Canada’s largest banks are seeing a steady uptick in borrowers falling behind. The mortgage arrears rate was 0.24% in September, up 4 basis points (bps) from last year and 10 bps from the record low in June 2022. The level isn’t concerningly high, but resembles normalization to pre-pandemic reality. However, there are some concerning data points that indicate normalization may be a stop on the way to something more concerning.
Canadian Mortgages In Arrears Have Exploded 63% Since 2022
Canadian mortgage arrears: Mortgages reported in arrears (90 or more days past due) at CBA member banks.
Source: CBA; Better Dwelling.
The actual volume of distressed mortgages has been exploding higher in recent months. There were 12,040 mortgages in arrears in September, up 17.8% from last year and 63.2% higher than the June 2022 record low. This was the most since September 2020, and 5.6% higher than 2019. Distress is rising more aggressively than the arrears rate suggests, highlighting the emerging issue that can amplify the problem very abruptly—total mortgages.
Canadian Mortgage Volume Plunge Amplifies Arrears Concerns
Total Mortgage Volume At Canadian CBA Member Banks.
Source: CBA; Better Dwelling.
CBA member banks reported 4.97 million total mortgages in September, up 0.65% (+32.0k mortgages) from a month before. Since credit is seasonal, month-over-month isn’t typically worth analyzing, but this data point may be notable this time next year. It was the first monthly growth observed after 14 months of declines—and it was sharp growth.
It’s unclear what’s behind the sudden acceleration considering mortgage and credit data has been grinding lower. However, the trend is still generally showing a drop—total mortgages were down 1.0% (-49.2k mortgages) from last year and 2.83% (-145.0k) mortgages from peak. The trend is still heading in the same direction—lower. As the denominator gets smaller, this helps to boost the arrears rate while suggesting reduced liquidity potential.
The arrears rate was treated to some artificial softening due to a sudden rise in the monthly total mortgage issuance. However, this was the first monthly shift in well over a year and a single bump doesn’t make a trend. The trend still shows higher mortgage arrears and a climbing rate, and generally declining total mortgages. When the denominator shrinks, each delinquency matters more.
I know you guys are trying to be nice & “balanced,” but I feel like it prevented you from making the point you hint at but only show in the chart.
Monthly Growth Sept:
– mortgages: +32,044 (0.65%)
– arrears: +379 (3.25%)
Net new arrears to total mortgages is ~1.18% vs existing 0.24% total. Arrears growth is 5x total mortgages, so yeah this is a critical trend.

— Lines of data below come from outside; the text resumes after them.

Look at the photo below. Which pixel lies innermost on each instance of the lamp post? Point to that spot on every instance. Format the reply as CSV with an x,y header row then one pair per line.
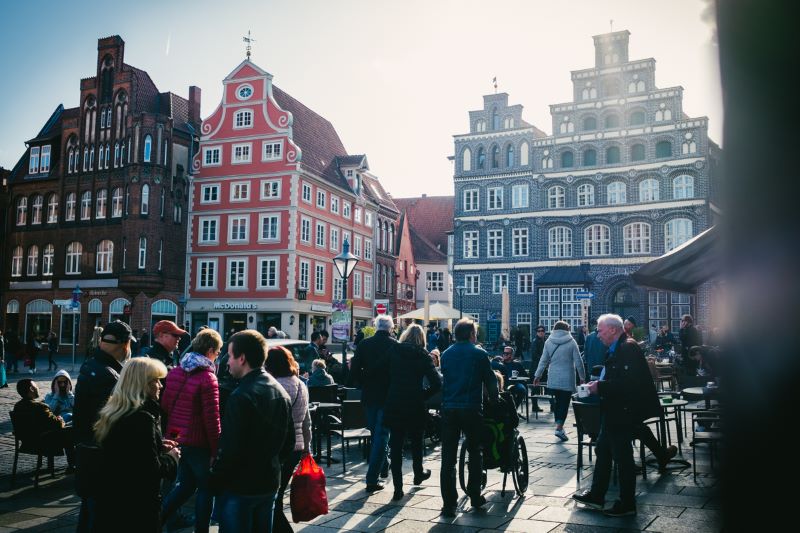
x,y
460,290
345,264
76,302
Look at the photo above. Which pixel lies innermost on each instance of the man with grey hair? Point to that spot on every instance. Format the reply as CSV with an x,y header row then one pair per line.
x,y
628,398
370,372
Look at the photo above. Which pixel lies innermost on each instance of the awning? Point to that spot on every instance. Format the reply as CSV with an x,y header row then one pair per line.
x,y
687,266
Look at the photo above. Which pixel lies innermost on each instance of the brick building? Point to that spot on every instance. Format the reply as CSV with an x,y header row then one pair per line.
x,y
98,202
625,176
273,200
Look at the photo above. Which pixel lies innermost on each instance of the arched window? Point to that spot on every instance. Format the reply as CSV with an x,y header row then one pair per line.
x,y
683,187
36,209
145,207
676,232
589,157
559,242
664,149
33,260
86,205
105,257
74,252
637,152
101,203
69,208
585,195
148,148
636,238
47,260
615,193
555,197
612,121
597,240
16,262
22,211
524,150
612,155
116,202
636,118
52,209
649,190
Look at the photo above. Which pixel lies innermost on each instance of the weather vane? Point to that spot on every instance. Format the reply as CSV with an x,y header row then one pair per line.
x,y
249,40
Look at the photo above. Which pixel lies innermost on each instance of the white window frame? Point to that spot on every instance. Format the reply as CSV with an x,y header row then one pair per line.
x,y
240,191
212,156
272,151
520,196
245,155
276,264
210,276
270,190
240,283
236,220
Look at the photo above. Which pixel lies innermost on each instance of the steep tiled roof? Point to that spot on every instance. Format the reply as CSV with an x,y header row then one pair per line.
x,y
316,137
430,219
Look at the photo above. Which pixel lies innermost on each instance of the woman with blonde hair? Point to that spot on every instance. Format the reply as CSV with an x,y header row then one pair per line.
x,y
405,413
134,454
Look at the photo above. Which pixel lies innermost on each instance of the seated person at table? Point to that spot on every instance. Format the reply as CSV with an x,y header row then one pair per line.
x,y
319,375
61,399
37,426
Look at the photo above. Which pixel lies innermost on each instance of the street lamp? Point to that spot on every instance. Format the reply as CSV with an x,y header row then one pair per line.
x,y
76,302
460,290
345,264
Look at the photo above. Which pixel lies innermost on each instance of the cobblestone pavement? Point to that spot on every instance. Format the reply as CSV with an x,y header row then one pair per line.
x,y
671,502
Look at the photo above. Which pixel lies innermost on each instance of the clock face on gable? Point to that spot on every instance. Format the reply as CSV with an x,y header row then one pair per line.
x,y
244,92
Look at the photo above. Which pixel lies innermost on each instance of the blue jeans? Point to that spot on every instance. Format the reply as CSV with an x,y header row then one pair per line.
x,y
240,513
380,441
192,476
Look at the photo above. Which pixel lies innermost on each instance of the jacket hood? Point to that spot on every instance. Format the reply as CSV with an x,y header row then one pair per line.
x,y
559,336
60,373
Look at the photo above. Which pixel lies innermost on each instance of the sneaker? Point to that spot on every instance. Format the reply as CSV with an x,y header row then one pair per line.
x,y
671,452
619,509
589,500
419,479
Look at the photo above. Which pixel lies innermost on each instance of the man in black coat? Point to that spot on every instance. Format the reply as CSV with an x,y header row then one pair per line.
x,y
370,372
628,397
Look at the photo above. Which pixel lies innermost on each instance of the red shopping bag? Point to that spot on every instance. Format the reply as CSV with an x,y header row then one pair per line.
x,y
309,498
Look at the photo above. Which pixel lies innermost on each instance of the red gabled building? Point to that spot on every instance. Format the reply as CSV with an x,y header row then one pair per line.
x,y
272,203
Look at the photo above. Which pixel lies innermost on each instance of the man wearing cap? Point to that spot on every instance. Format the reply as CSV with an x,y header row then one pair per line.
x,y
96,380
166,336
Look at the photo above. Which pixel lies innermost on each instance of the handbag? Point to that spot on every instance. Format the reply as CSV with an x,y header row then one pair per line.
x,y
308,498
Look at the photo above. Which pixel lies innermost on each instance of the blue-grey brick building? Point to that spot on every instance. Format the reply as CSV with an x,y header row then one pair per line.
x,y
625,177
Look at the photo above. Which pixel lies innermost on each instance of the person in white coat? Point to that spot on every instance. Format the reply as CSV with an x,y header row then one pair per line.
x,y
561,358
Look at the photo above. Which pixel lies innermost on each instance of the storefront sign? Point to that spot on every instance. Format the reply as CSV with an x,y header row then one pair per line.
x,y
235,306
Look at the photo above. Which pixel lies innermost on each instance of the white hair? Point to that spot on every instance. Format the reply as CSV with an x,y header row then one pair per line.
x,y
384,323
611,320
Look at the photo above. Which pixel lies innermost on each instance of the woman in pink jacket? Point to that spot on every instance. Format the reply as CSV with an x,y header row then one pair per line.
x,y
191,402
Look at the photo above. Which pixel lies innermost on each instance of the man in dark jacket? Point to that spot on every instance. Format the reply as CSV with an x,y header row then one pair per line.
x,y
465,374
628,398
257,436
96,380
370,372
166,336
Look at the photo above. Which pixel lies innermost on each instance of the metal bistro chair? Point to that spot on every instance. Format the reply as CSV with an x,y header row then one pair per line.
x,y
39,452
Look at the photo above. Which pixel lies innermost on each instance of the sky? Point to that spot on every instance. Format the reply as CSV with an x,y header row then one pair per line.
x,y
395,78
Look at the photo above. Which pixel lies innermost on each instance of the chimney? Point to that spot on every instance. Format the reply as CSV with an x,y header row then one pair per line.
x,y
194,105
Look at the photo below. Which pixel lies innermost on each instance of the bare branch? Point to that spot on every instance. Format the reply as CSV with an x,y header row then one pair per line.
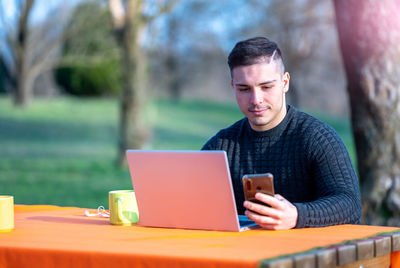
x,y
164,9
118,13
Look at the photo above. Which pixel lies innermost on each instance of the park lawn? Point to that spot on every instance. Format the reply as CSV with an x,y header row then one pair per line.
x,y
62,151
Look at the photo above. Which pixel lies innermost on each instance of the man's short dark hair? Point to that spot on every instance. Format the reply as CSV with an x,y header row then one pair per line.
x,y
255,50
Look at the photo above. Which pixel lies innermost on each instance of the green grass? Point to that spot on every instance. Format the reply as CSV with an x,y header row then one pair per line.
x,y
62,151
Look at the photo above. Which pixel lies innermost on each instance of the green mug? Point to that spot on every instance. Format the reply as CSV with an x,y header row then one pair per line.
x,y
123,207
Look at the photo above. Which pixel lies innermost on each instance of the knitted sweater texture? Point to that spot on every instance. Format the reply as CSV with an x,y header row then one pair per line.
x,y
310,164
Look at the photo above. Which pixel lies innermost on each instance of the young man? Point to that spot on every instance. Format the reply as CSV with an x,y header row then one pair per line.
x,y
314,179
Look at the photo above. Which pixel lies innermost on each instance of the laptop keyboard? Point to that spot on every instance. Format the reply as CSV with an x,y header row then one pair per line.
x,y
244,221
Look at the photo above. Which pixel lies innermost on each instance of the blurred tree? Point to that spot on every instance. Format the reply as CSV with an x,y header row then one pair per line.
x,y
89,63
18,40
369,34
297,26
31,48
129,19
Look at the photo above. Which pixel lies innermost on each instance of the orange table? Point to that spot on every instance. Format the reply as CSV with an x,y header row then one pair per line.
x,y
50,236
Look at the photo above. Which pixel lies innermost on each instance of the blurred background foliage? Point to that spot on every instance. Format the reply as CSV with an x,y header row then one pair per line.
x,y
60,146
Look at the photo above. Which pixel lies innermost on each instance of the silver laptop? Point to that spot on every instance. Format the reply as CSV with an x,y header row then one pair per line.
x,y
185,189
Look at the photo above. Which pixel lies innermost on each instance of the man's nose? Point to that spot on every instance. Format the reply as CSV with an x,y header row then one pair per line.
x,y
256,97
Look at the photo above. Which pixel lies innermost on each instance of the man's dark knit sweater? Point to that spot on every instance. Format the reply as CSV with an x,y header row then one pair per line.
x,y
310,164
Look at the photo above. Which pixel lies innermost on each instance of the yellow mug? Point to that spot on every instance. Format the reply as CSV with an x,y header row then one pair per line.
x,y
6,213
123,207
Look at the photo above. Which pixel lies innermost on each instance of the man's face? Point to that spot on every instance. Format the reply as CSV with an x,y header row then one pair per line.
x,y
260,93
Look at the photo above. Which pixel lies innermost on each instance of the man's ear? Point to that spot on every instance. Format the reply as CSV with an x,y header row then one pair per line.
x,y
286,79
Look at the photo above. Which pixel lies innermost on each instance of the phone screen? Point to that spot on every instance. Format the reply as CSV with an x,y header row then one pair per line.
x,y
252,184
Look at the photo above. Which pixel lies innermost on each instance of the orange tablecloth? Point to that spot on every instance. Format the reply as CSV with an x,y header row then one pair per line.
x,y
49,236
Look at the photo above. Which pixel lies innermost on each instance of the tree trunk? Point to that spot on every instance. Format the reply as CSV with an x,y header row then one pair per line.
x,y
23,89
369,34
133,131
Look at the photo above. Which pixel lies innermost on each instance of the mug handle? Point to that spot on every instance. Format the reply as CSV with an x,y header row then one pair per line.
x,y
119,205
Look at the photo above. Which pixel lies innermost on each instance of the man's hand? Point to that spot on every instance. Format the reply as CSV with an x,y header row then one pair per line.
x,y
281,215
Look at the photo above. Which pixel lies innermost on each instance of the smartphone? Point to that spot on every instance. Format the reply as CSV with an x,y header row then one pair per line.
x,y
252,184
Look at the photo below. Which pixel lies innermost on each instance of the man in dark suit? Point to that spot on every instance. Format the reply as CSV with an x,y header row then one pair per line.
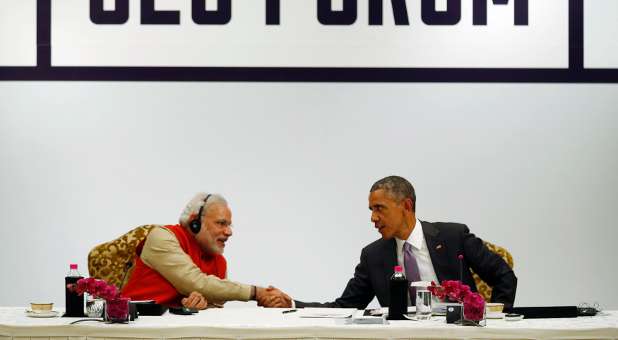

One quarter of one per cent, .0024 of all mortgages is still of” the second order of smalls “as Alfred Marshall or one of those old guys said.
That’s only uninsured, insured is almost double.
But you’re thinking of it wrong since the impact is at the margin.
The value of 100% of homes is based on the 2-4% of homes sold in a year. If 0.25% of homes are distressed, that means 1 in 16 homes will set the price on the way lower. It’s actually a pretty big deal in terms of national wealth.